Through these senses, it cannot be aware of itself. I'm not understanding how you're concluding that the brain is aware of itself.

Well, the short answer is that some people have the ability of being introspective towards their own behavior, thoughts and feelings/emotions. It is connected to other aspects in psychology and it should be noted that not all humans have the same degree of being introspective.
In short the brain is aware of itself, when it e.g. thinks about think; i.e. a variant of meta-cognition.
 

SalixIncendium

अहं ब्रह्मास्मि
Staff member
Premium Member
Well, the short answer is that some people have the ability of being introspective towards their own behavior, thoughts and feelings/emotions.
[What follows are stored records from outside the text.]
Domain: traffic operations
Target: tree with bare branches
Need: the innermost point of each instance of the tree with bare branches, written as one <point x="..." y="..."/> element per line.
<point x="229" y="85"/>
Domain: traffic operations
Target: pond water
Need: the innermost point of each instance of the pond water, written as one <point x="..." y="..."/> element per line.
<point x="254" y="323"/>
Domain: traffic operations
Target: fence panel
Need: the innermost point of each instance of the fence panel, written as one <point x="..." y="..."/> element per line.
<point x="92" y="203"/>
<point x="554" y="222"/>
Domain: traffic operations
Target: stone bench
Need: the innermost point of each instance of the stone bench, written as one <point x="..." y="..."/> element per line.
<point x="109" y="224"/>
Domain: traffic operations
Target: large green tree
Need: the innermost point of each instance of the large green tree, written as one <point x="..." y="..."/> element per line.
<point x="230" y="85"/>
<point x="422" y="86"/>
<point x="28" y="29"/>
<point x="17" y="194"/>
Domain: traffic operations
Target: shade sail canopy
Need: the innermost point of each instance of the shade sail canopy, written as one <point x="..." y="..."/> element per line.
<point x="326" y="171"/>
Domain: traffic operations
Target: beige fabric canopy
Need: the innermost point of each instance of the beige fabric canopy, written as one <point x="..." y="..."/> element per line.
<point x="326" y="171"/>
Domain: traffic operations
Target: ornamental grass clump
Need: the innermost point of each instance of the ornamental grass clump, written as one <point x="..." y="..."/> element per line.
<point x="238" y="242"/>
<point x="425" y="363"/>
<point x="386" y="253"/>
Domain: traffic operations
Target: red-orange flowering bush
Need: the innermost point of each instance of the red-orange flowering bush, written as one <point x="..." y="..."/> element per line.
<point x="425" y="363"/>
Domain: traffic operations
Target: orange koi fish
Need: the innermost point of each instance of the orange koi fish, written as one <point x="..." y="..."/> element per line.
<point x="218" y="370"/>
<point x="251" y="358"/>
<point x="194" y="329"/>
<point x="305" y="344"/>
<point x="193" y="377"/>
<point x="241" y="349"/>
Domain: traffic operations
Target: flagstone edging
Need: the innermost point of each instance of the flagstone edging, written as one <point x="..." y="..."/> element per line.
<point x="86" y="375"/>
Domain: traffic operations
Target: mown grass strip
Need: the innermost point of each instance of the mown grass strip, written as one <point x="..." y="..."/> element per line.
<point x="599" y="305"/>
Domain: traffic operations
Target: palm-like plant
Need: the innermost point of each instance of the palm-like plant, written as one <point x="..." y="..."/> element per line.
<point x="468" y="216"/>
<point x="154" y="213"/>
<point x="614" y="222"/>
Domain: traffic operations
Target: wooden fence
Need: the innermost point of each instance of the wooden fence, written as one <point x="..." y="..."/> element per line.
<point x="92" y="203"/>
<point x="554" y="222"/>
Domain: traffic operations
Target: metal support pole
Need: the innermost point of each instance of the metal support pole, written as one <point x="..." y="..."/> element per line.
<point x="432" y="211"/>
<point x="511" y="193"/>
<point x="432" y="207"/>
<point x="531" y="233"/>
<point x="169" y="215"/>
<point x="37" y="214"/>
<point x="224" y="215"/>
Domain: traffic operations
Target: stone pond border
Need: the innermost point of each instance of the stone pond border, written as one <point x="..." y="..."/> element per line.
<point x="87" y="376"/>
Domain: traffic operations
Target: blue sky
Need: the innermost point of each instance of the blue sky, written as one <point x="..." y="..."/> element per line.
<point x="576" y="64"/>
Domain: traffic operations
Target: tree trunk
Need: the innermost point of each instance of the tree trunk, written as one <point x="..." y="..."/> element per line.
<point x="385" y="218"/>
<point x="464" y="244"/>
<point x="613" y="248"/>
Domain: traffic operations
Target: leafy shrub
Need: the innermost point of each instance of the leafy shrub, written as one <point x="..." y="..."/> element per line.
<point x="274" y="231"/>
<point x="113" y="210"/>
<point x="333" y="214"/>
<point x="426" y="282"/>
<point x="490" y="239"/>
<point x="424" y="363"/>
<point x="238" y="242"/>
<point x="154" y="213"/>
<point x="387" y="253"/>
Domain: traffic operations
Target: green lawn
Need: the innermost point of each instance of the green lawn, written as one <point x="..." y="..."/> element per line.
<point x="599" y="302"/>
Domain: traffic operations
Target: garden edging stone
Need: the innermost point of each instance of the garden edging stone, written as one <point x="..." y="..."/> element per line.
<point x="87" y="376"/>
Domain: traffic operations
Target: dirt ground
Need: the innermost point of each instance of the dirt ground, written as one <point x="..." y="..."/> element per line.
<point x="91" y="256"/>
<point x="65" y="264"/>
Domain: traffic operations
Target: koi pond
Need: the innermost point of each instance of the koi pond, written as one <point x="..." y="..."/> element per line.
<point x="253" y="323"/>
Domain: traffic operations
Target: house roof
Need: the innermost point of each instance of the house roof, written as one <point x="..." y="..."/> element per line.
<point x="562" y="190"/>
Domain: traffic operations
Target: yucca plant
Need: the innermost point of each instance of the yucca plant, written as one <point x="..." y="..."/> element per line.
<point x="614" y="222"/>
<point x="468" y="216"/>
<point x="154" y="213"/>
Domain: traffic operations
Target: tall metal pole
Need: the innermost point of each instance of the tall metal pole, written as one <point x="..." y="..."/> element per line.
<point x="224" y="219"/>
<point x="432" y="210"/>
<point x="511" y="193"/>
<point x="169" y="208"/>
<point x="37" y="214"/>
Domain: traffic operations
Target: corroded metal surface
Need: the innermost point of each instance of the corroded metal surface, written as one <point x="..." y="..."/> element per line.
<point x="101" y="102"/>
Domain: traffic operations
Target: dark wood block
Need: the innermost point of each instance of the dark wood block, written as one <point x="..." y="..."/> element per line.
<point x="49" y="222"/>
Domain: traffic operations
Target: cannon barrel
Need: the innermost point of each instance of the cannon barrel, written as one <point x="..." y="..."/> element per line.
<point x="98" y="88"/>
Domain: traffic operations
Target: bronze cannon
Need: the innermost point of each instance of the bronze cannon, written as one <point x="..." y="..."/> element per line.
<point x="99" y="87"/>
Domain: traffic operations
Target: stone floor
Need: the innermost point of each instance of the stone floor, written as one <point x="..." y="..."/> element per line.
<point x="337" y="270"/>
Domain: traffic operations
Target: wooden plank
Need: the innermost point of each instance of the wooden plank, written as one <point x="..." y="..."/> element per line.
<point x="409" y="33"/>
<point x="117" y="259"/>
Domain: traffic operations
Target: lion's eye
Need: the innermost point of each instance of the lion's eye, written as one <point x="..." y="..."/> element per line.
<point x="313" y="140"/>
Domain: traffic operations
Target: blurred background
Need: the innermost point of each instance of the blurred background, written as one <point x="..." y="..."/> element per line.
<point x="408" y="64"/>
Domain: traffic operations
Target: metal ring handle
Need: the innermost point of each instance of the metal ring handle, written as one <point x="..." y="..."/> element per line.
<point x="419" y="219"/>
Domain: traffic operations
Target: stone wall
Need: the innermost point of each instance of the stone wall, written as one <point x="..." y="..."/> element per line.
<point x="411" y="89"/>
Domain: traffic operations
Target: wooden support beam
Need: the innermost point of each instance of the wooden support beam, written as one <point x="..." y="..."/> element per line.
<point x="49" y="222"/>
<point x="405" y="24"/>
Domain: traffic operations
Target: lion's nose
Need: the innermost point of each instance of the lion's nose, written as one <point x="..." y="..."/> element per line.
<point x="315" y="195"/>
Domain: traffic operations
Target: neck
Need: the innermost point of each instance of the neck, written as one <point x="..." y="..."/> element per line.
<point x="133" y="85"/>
It is connected to other aspects in psychology and it should be noted that not all humans have the same degree of being introspective.
In short the brain is aware of itself, when it e.g. thinks about think; i.e. a variant of meta-cognition.

You're conflating awareness of thinking and emotion with awareness of the brain.
 

chinu

chinu
Well, the short answer is that some people have the ability of being introspective towards their own behavior, thoughts and feelings/emotions. It is connected to other aspects in psychology and it should be noted that not all humans have the same degree of beinganaesthetised.
In short the brain is aware of itself, when it e.g. thinks about think; i.e. a variant of meta-cognition.
Who has the true capability to make this note ?
 

mikkel_the_dane

My own religion
Who has the true capability to make this note ?
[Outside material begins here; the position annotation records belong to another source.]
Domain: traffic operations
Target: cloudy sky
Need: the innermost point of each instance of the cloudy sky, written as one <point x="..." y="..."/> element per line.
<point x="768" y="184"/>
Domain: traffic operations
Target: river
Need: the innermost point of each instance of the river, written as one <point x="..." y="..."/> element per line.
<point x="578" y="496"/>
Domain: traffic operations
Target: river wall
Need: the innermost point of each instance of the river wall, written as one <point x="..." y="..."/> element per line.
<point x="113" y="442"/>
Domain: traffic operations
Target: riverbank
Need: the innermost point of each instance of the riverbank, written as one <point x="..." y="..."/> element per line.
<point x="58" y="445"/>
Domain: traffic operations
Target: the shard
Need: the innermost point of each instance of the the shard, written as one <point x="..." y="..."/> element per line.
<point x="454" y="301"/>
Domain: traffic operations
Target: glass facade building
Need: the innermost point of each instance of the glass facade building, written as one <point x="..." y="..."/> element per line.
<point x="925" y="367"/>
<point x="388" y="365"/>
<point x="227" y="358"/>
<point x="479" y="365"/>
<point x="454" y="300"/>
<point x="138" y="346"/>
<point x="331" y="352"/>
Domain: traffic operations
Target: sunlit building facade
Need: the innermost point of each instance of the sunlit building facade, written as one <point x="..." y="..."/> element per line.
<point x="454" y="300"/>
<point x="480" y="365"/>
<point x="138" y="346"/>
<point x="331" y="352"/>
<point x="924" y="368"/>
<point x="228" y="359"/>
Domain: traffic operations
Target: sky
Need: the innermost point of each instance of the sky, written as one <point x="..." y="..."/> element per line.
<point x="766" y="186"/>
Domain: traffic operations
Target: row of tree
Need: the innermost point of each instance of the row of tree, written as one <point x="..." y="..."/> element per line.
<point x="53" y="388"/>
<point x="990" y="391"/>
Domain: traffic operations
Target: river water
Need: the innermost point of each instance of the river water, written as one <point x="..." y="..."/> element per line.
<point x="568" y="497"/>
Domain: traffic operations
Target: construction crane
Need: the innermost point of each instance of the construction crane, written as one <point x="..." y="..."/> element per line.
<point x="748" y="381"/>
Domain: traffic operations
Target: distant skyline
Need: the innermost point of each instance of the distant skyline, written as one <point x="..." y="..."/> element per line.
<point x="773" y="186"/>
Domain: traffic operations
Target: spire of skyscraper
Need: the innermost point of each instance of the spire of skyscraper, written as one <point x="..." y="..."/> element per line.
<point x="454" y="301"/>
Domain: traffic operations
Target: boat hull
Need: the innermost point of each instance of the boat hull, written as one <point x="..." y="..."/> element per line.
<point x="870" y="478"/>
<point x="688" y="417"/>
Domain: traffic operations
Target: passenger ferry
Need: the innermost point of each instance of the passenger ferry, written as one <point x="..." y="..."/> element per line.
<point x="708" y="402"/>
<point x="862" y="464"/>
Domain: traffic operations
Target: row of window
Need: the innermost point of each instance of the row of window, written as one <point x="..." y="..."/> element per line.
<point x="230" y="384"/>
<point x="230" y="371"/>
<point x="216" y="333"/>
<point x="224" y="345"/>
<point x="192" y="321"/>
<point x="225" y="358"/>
I didn't write all of what you quoted, but what the "I" really is, I don't know. We can play different belief systems all you like, so here is mine.
The "I" as for how the world appears in a story that some brains produce and in a sense, it is an illusion that appears to work.
 

Polymath257

Think & Care
Staff member
Premium Member
There's a general claim that its the brain who observes all the activities done by that human body. Fine.

If so, then at the very same moment who/what observes, that the brain observes ?

There is no homonculus. The brain processing the information in a certain way *is* observation.